R2=R1(1+alpha(t2-t1))

Size #2 copper uncoated:
T2=25
T1=75
R1=.194
R2=.163
alpha = .00323

or

T2=95
T1=75
R1=.194
R2=.204
alpha = .00323

Thanks

FPN: The temperature rating of a conductor [see Table 310.13(A) and Table 310.13(C)] is the maximum temperature, at any location along its length, that the conductor can withstand over a prolonged time period without serious degradation. The allowable ampacity tables, the ampacity tables of Article 310 and the ampacity tables of Annex B, the correction factors at the bottom of these tables, and the notes to the tables provide guidance for coordinating conductor sizes, types, allowable ampacities, ampacities, ambient temperatures, and number of associated conductors. The principal determinants of operating temperature are as follows:

(1)

Ambient temperature ? ambient temperature may vary along the conductor length as well as from time to time.

(2)

Heat generated internally in the conductor as the result of load current flow, including fundamental and harmonic currents.

(3)

The rate at which generated heat dissipates into the ambient medium. Thermal insulation that covers or surrounds conductors affects the rate of heat dissipation.

(4)

Adjacent load-carrying conductors ? adjacent conductors have the dual effect of raising the ambient temperature and impeding heat dissipation.

 

[rcwilson]

If you are trying to get that precise, use the actual temperature of the wire during operation.

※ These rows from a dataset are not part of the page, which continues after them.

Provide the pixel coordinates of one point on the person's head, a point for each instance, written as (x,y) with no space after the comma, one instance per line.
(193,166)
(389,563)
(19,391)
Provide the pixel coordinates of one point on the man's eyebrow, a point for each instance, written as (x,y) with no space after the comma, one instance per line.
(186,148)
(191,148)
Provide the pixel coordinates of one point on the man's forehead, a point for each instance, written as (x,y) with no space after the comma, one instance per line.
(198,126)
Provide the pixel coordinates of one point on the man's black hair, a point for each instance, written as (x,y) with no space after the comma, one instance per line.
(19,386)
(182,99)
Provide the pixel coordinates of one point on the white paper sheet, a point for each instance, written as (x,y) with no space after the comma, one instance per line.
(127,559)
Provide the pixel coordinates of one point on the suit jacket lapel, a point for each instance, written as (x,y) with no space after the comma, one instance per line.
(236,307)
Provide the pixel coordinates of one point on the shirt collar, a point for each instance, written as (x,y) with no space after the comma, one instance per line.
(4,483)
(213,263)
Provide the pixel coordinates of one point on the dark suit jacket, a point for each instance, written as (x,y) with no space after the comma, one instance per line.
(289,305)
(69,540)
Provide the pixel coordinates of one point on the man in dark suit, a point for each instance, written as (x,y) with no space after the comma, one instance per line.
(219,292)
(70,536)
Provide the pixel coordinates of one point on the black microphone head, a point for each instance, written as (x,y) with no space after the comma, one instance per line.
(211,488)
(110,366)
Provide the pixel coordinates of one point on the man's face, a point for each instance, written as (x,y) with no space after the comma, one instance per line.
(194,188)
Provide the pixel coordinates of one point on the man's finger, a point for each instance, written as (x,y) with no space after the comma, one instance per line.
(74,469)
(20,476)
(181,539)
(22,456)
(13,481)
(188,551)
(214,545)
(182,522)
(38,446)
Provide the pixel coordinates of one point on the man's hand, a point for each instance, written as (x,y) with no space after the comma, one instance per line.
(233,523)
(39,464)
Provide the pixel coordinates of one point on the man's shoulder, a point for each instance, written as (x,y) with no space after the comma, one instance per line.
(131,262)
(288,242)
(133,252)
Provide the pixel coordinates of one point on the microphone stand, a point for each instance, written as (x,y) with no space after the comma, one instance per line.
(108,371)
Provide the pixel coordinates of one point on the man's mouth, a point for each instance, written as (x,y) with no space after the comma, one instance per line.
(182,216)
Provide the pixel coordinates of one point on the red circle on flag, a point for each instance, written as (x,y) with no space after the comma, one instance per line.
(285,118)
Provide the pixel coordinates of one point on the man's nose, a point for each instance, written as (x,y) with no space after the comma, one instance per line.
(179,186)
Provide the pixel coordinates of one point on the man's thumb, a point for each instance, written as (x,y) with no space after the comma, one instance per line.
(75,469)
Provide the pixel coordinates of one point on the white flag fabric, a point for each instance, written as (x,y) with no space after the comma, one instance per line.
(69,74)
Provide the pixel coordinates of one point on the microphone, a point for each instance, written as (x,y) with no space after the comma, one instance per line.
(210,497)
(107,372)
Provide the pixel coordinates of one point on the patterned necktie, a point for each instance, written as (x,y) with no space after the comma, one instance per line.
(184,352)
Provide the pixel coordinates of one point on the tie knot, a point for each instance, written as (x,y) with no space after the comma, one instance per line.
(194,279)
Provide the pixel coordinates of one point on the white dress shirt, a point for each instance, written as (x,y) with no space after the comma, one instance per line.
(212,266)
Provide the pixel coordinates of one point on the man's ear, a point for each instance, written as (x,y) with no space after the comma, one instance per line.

If it has had no load on it for a long time, the copper will be at ambient temperature, use 25C resistance to calculate the voltage drop when the circuit first turns on.

If it is carrying 130 Amps in a 30C ambient, with not more than 3 conductors in an isolated conduit in air, the wire may be at 90C; its rated temperature for 130 A under those standard conditions. Use resistance at 90C.

If the wire is applied at its 75C rating, so we don't overheat the circuit breaker, the load is 115A, the conductor is at 75C under full 100% load of 115A. Use impedance for 75C.

Or you can do like many of us, and either use 75C for most calculations or the worst case 90C figure. Most of the data we put into the equations is only accurate to +/-10% and the difference in temperature doesn't make a lot of difference in the results.

 

[Julius Right]

I agree with Bob, of course.
NEC does not recommend any way to calculate the voltage drop. Art.210.19 and 215.2 recommend 3% for branch and total 5% for branch and feeder.
IEEE Std 141/1993 in ch. 3.11 "Calculation of voltage drops" it is mentioned:
"the temperature of the conductor (normally 75 dgr.C for average loading and 90 dgr.C for maximum loading)"
The voltage drop in a cable depends upon conductor resistance and phase reactance. The resistance has to be calculated for rated temperature-maximum temperature at which conductor insulation can withstand without any damage for indefinite duration. For a.c. system, skin effect and proximity effect factors have to be employed, also.